Constitutive overexpression of Norrin activates Wnt/β-catenin and endothelin-2 signaling to protect photoreceptors from light damage

Norrin is a retinal signaling molecule which is expressed in Müller glia and binds to Frizzled-4 to activate canonical Wnt/β-catenin signaling. Norrin is part of an essential signaling system that controls the formation of retinal capillaries during development. To evaluate neuroprotective properties of Norrin independently from its function during retinal angiogenesis, we generated transgenic mice (Rpe65–Norrin) that constitutively express Norrin in the retinal pigmented epithelium. Substantial amounts of Norrin were secreted into the outer retina, which triggered retinal Wnt/β-catenin signaling in conjunction with an increase in the expression of endothelin-2 (EDN2), endothelin receptor B (EDNRB), and glial fibrillary acidic protein (GFAP). Photoreceptors of Norrin-overexpressing mice were significantly less vulnerable to light-induced damage compared to their wild-type littermates. Following light damage, we observed less apoptotic death of photoreceptors and a better retinal function than in controls. The protective effects were abolished if either Wnt/β-catenin or EDN2 signaling was blocked by intravitreal injection of Dickkopf-1 or BQ788, respectively. Light-damaged retinae from transgenic mice contained higher amounts of brain-derived neurotrophic factor (BDNF) and pAkt than those of wild-type littermates. We conclude that constitutive overexpression of Norrin protects photoreceptors from light damage, an effect that is mediated by Wnt/β-catenin and EDN2 signaling and involves neurotrophic activities of BDNF. The findings suggest that Norrin and its associated signaling pathways have strong potentials to attenuate photoreceptor death following injury.
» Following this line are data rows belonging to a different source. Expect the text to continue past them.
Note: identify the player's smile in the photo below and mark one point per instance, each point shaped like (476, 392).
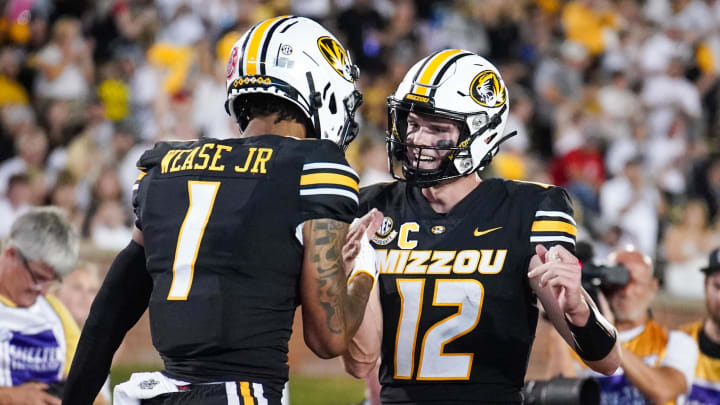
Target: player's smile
(425, 133)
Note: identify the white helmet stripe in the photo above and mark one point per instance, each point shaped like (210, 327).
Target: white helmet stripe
(441, 72)
(431, 69)
(252, 61)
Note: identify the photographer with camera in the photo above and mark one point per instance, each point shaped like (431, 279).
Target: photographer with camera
(706, 387)
(657, 365)
(38, 336)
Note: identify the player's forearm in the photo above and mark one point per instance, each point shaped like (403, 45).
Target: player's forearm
(323, 287)
(659, 385)
(364, 348)
(358, 292)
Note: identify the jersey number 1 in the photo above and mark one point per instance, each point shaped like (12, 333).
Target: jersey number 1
(435, 364)
(202, 198)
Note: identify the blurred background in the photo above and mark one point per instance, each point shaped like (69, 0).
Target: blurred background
(615, 100)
► The increase in the amounts of Norrin in the outer retina protects photoreceptors from light-induced damage.
► The protective effects of Norrin are mediated by activation of canonical Wnt/β-catenin signaling.
► Activation of canonical Wnt/β-catenin signaling induces the retinal expression of endothelin-2.
► Blocking of Wnt/β-catenin or EDN2 signaling eliminates the protective effects of Norrin.
► The protective effects correlate with an increase in the amounts of BDNF and the activation of PI3K-Akt signaling.